# Generating a training set

We want to generate a bunch of positions, FEN -> Win probability (converted to centipawns)

Quantity or quality? Do we want to play out many with short time controls or play fewer with longer time control

How to chose positions: sample randomly from Lichess database...

For each position, play 1000 games with time control variance.

Store in sqlite for stability.


In [16]:
import sys
import random
import sqlite3

import chess
import chess.engine
import chess.pgn

engine = chess.engine.SimpleEngine.popen_uci("/home/jerome/projects/chess20/chess/build/apps/chess20")
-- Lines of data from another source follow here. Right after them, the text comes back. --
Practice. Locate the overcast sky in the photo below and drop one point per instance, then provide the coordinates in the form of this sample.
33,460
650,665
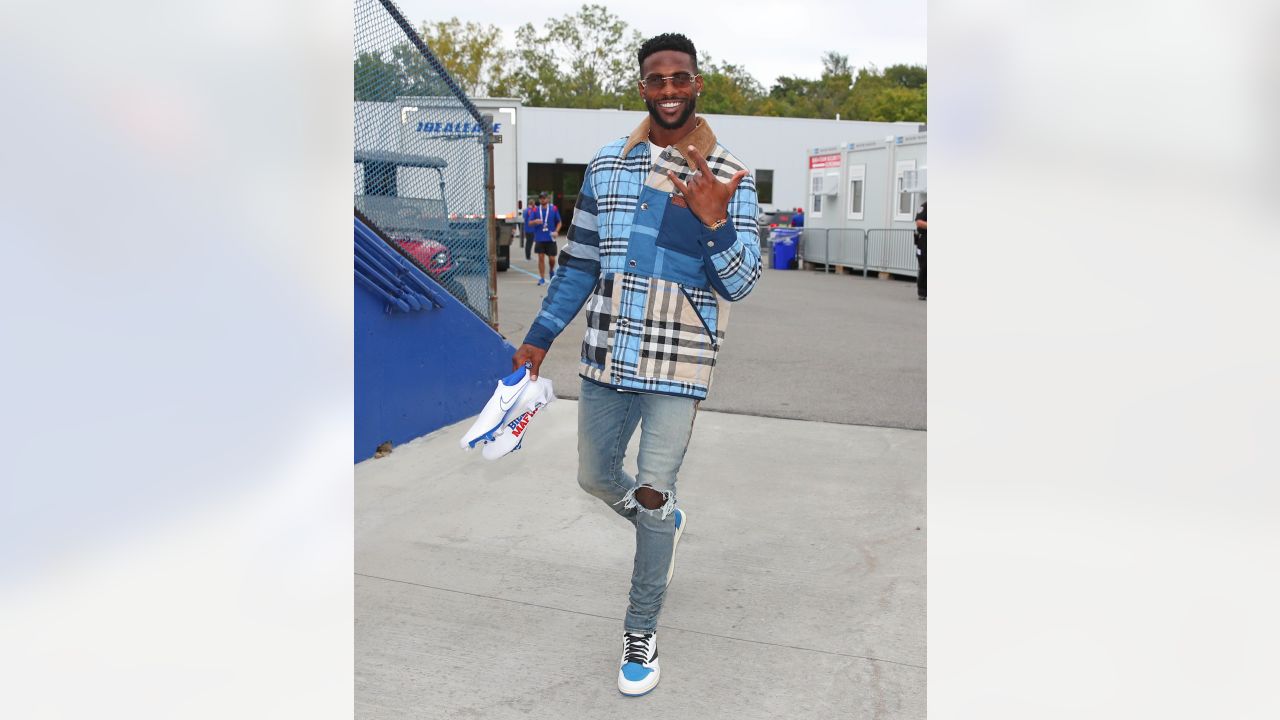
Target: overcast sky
769,39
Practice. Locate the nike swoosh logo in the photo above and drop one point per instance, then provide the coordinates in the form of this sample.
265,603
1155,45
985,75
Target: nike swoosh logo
504,402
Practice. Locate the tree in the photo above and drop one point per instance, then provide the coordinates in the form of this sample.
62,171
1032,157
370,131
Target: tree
474,54
727,89
375,78
897,94
580,60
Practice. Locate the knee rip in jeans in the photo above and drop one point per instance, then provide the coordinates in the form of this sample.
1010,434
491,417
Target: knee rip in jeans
666,505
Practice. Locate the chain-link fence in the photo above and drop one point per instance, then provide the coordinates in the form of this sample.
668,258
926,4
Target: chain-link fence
420,169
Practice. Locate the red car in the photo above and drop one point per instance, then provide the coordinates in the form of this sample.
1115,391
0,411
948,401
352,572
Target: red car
430,255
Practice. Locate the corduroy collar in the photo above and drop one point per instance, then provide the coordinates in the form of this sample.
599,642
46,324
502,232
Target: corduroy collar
700,137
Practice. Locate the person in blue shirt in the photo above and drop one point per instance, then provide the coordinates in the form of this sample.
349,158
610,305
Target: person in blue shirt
542,223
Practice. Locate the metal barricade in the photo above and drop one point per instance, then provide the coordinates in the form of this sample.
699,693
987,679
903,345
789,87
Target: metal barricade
421,158
892,251
845,247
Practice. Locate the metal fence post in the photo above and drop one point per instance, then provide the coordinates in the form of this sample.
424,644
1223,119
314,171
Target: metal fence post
492,222
864,253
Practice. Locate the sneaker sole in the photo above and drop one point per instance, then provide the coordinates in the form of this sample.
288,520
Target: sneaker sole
657,675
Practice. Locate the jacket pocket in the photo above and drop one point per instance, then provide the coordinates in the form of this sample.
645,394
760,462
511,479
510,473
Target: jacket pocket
681,232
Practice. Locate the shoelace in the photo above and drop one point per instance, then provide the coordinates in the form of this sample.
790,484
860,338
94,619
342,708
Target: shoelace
638,648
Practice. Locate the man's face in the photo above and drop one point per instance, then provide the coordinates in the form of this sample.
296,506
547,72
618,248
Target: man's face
668,105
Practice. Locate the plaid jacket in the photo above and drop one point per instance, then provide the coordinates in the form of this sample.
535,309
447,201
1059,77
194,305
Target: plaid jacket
654,281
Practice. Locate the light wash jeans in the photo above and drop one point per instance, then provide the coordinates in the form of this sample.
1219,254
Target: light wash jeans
606,422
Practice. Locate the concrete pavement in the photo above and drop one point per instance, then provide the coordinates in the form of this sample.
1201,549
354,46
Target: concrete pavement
804,345
497,589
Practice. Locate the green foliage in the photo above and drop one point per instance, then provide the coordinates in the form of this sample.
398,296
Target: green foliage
588,59
580,60
897,94
472,53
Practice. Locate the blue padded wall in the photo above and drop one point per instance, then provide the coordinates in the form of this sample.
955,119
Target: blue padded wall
423,369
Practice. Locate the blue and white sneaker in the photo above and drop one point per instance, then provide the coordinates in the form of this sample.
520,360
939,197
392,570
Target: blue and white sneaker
681,522
498,409
511,436
639,673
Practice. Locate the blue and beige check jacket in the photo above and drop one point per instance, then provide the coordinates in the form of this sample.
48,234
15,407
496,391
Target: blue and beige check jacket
654,281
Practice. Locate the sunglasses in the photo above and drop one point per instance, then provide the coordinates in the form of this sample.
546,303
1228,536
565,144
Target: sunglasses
654,81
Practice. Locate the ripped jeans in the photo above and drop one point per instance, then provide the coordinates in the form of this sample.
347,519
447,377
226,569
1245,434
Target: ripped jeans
606,422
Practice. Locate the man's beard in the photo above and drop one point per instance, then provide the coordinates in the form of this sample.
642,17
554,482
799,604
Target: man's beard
690,104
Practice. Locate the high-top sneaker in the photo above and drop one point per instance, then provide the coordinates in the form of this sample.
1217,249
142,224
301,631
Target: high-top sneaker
639,671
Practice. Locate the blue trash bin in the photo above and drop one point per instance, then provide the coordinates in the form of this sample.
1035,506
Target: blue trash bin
785,242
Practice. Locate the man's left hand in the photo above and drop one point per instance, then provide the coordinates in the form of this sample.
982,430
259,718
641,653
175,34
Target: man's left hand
707,196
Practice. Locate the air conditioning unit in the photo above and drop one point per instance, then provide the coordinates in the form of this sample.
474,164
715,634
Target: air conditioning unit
826,183
915,181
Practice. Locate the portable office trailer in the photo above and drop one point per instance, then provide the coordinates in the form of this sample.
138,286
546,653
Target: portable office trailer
863,197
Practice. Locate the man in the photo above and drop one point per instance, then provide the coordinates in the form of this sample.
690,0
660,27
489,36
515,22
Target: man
526,240
922,228
543,222
663,236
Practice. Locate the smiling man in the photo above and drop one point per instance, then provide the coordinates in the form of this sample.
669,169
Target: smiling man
663,237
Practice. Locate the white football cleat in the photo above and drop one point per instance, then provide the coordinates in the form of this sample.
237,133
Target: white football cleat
510,437
498,409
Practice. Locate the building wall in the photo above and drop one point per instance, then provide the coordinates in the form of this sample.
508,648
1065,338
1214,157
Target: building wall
776,144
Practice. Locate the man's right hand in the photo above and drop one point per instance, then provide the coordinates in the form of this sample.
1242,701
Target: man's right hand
529,354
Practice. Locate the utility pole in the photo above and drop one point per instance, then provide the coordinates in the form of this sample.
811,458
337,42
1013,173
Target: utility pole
490,222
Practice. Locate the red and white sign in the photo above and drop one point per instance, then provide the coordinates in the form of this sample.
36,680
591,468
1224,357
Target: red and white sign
824,162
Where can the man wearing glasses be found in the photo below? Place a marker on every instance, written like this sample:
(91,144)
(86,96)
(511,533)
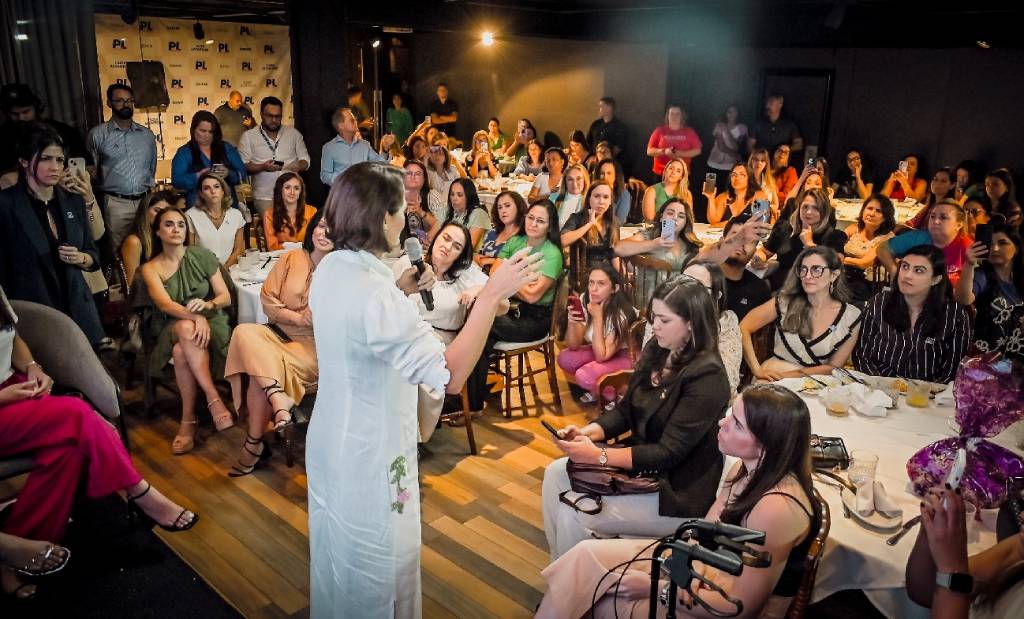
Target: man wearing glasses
(125,153)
LICHESS_FILE = "/home/jerome/projects/chess20/learn/lichess_db_standard_rated_2018-02.pgn"

In [11]:
def position_generator():
    """yield a FEN based on lichess games"""
    pgn = open(LICHESS_FILE)
    games = [chess.pgn.read_game(pgn) for _ in range(100)]
    while True:
        game = random.choice(games)
        i = 0 
        board = game.board()
        for move in game.mainline_moves():
            board.push(move)
            i += 1
        k = random.randint(0, i-1)
        i = 0
        board = game.board()
        for move in game.mainline_moves():
            board.push(move)
            i += 1
            if i == k:
                yield board.fen()
                break
                
rng = position_generator()



r1b2rk1/ppp2ppp/1b4q1/1N1PN2n/4PB2/2P3P1/PP2Q2P/R3K2B b Q - 12 19
2kr1bnr/ppR3pp/3p4/3Np3/8/4BQ2/Pq3PPP/5RK1 b - - 0 15
1k1r1b1r/ppR1n1pp/3p4/3Np3/8/4BQP1/Pq3P1P/5RK1 w - - 1 17
rnbqkb1r/1p3ppp/p2p1n2/4p3/4P3/1NN5/PPP1BPPP/R1BQK2R b KQkq - 1 7


In [7]:
# Database wrangling

DB = "db.sqlite3"


def create_table():
    conn = sqlite3.connect(DB)
    c = conn.cursor()
    c.execute("""CREATE TABLE positions (
        id integer PRIMARY KEY,
        fen text NOT NULL UNIQUE,
        plus int NOT NULL,
        minus int NOT NULL,
        playouts int NOT NULL
    )""")
    conn.commit()
    conn.close()


OperationalError: table positions already exists

In [13]:
def playout(fen):
    board = chess.Board(fen)
    while not board.is_game_over():
        timedelta = random.uniform(0, 0.02)
        result = engine.play(board, chess.engine.Limit(time=0.1+timedelta))
        board.push(result.move)
    if board.result() == "1-0":
        return (board, (1, 0))
    elif board.result() == "0-1":
        return (board, (0, 1))
    else:
        return (board, (0, 0))

In [14]:
def update_db(fen, playout_result):
    fen = " ".join(fen.split(" ")[0:-2])
    plus, minus = playout_result
    conn = sqlite3.connect(DB)
    c = conn.cursor()
    c.execute(f"SELECT * FROM positions WHERE fen = ?", (fen,))
    fetch = c.fetchall()
    if fetch:
        fetch = fetch[0]
        plus = plus + fetch[2]
        minus = minus + fetch[3]
        total = fetch[4] + 1
        c.execute(f"UPDATE positions SET plus=?, minus=?, playouts=? WHERE fen=? ", (plus, minus, total, fen))
    else:
        c.execute(f"INSERT INTO positions (fen, plus, minus, playouts) VALUES (?, ?, ?, ?)", (fen, plus, minus, 1))
    conn.commit()
    conn.close()
    


In [18]:
def do_one_cycle(fen):
    board, result = playout(fen)
    while True:
        try:
            board.pop()
        except:
            break
        update_db(board.fen(), result)
    

while True:
    fen = next(rng)
    for _ in range(100):
        do_one_cycle(fen)

    

EngineError: invalid uci (use 0000 for null moves): 'a1a1'